Magazine Zadig, 1, Réparer la France

Eric Fottorino, Leïla Slimani, Mona Ozouf, Léonor de Récondo, Arthur Frayer-Laleix, Pierre Rosanvallon, Christian Bobin, Maylis de Kerangal, OrelSan, Patrick Boucheron, Marie DARRIEUSSECQ, Estelle-Sarah Bulle, Régis Jauffret, William Boyd, Marie Despl...

Zadig

  • Conseillé par (Libraire)
    10 avril 2019

    UN MAGAZINE POUR VOIR LA FRANCE AUTREMENT

    La création d’un titre dans la presse écrite est toujours une aventure. Avec le premier numéro de Zadig, Eric Fottorino, nous offre une revue qui se veut différente en se dégageant de l’actualité pour décrire « une » France dont on dit qu’elle est oubliée. Indispensable.

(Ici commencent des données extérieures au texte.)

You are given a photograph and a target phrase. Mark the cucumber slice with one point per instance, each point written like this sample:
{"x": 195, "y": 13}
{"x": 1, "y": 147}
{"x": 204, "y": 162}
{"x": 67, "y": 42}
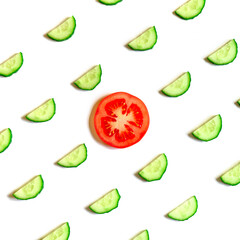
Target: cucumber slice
{"x": 61, "y": 233}
{"x": 90, "y": 79}
{"x": 11, "y": 65}
{"x": 75, "y": 157}
{"x": 110, "y": 2}
{"x": 106, "y": 203}
{"x": 144, "y": 235}
{"x": 232, "y": 176}
{"x": 209, "y": 130}
{"x": 43, "y": 113}
{"x": 185, "y": 210}
{"x": 145, "y": 41}
{"x": 179, "y": 86}
{"x": 155, "y": 170}
{"x": 190, "y": 9}
{"x": 5, "y": 139}
{"x": 224, "y": 55}
{"x": 30, "y": 189}
{"x": 63, "y": 31}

    « Parler des invisibles, c’est aller à la rencontre de vies qui ne sont pas assez racontées. On part de trajectoires singulières pour faire comprendre des réalités sociales plus larges, mais restées dans l’ombre. Cela participe d’un projet de représentation démocratique ». Ces propos sont ceux de l’historien Pierre Ronsanvallon dans la remarquable interview que lui consacre le premier numéro de « Zadig ». Lassé de voir le mot « peuple » approprié par des partis politiques, sans lui donner du contenu, le sociologue estime qu’il est essentiel de faire entendre la voix de ceux qu’il appelle les « invisibles ». Cette volonté, c’est Eric Fottorino qui la reprend à son compte avec ce nouveau trimestriel qui porte le titre ambitieux de « Réparer la France ».

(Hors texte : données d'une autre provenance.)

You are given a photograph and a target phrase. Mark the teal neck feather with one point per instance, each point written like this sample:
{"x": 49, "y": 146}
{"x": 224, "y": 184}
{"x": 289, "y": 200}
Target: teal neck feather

    C’est bien de cela qu’il s’agit en effet, cette volonté de donner leur juste place aux absents des média notamment. Alors en lisant ce numéro, on n’est pas surpris de découvrir la place importante accordée aux portraits et aux métiers de ces oubliés. Jean Marie et Serge sont pêcheurs au Guilvinec, Carole est infirmière à Audresselles, et des journalistes les ont accompagnés pendant trois ou quatre jours dans leur quotidien. Eux, mais aussi leurs patients, leurs collègues apportant dans leur témoignage la réalité d’une vie sociale méconnue.

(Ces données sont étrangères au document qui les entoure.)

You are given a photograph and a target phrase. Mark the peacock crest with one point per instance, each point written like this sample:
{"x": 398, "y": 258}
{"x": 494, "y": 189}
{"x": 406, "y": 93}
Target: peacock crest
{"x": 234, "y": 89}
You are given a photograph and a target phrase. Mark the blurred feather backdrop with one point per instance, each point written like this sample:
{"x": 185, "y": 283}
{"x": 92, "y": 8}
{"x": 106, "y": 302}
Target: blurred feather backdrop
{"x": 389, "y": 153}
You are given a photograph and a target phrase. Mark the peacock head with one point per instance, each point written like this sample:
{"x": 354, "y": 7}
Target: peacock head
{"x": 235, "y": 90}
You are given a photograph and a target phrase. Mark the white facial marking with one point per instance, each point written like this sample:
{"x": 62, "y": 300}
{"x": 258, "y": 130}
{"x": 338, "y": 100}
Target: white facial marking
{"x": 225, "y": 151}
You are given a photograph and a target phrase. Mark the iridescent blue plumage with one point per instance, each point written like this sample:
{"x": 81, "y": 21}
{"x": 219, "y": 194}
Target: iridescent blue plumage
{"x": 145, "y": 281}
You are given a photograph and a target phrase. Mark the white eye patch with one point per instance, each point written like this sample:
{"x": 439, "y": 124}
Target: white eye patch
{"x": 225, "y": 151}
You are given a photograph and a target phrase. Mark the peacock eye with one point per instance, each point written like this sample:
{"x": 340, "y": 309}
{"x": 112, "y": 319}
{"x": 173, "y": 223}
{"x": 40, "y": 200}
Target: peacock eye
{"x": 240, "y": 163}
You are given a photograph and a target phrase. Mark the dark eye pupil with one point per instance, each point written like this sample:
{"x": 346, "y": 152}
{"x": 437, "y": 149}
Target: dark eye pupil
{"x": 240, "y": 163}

    « Des mots porteurs comme des murs porteurs » c’est ce que croit le directeur de publication. L'écrit permet de prendre le recul et si les écrivains ont toute leur place, Maylis de Kérangal nous parle du Havre par exemple, les lieux ne sont pas oubliés visant à dresser un état des territoires comme cet édifiant reportage du côté de Vesoul où le traffic de stupéfiants bat son plein, loin des idées reçues d’une campagne à l’abri des turpitudes de la ville. Tout n’est pas noir et Zadig dresse certes un portrait sombre, mais décrit aussi des domaines d’espoir, de réussite, des pistes pour accompagner des transformations sociales et économiques inéluctables.
    Il ne part pas de rien ce « mook » (contraction de M comme magazine et ook comme book), il s’appuie sur la réussite de « America » créé par Fottorino, déjà, avec François Busnel, après l’élection de Trump et qui a comme ambition de mieux comprendre les Etats Unis par le truchement de rencontres d’écrivains, de la littérature. Les lecteurs d’America se retrouveront donc en territoire connu avec une présentation, format, maquette, tellement proche et aussi soignée. Pas de publicités, l’utilisation importante et réussie de dessins, de schémas, de graphiques explicites, prix de vente identique, prolongent l’expérience d’America qui publie son neuvième opus. rédactionnel comparable.

    America arrêtera sa parution avec la fin du mandat de Trump. Rien de cela n’est prévu avec Zadig et les premiers résultats de la vente de ce numéro un laissent supposer que le trimestriel débute une longue et passionnante aventure.